Greenpeace Esperanza
Greenpeace claims its Esperanza ship forced Norway to abandon oil testing in Barents Sea Nick Cobbing / Greenpeace

A department of the Norwegian government has halted seismic testing in the Barents Sea, with environmentalists claiming the move as a victory for their campaign.

Greenpeace claims to have "exposed the testing programme", which mark the early stages of oil exploration, on Norwegian television on 17 August.

On Wednesday, the NGO's Esperanza ship caught up with the Norwegian Petroleum Directorate (NPD)'s Artemis Atlantic research vessel, after "chasing it" and "forcing it to change course".

Research from the Pew Institute shows that marine animals which depend on sound to navigate and feed "are incredibly vulnerable" to the noise pollution that stems from seismic testing, "in extreme cases it could cause physical damage or severe disorientation that can lead to stranding and death".

Having initially set out to test up to 7,000km of disputed territory (it is also claimed by Russia among other countries), the Artemis Atlantic retired after covering 5,600km.
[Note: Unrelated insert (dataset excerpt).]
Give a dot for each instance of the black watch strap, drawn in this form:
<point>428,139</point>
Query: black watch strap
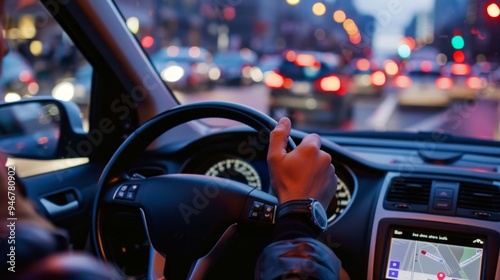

The operation was due to end on 15 September but finished almost one month early.

The official line from the NPD was that its decision to finish early had nothing to do with Greenpeace.

"That is not true," spokesperson for the directorate Eldbjørg Vaage Melberg told IBTimes UK. "It's got to do with the fact that we finished our programme far ahead of the timeframe we had. We had excellent weather this summer so the acquisition has been more efficient than expected. In addition, we had used our budget."

Greenpeace, on the other hand, argues that the coincidence was unlikely.

Commenting on the claims about excellent weather, Greenpeace spokesperson for Arctic ship tour, Juha Aromaa told IBTimes UK: "We only compare to the original plans that the directorate had for the programme. They left the northern-most area they were allowed to test untested. At least compared to the permission they had for seismic testing, they didn't do it in the whole area.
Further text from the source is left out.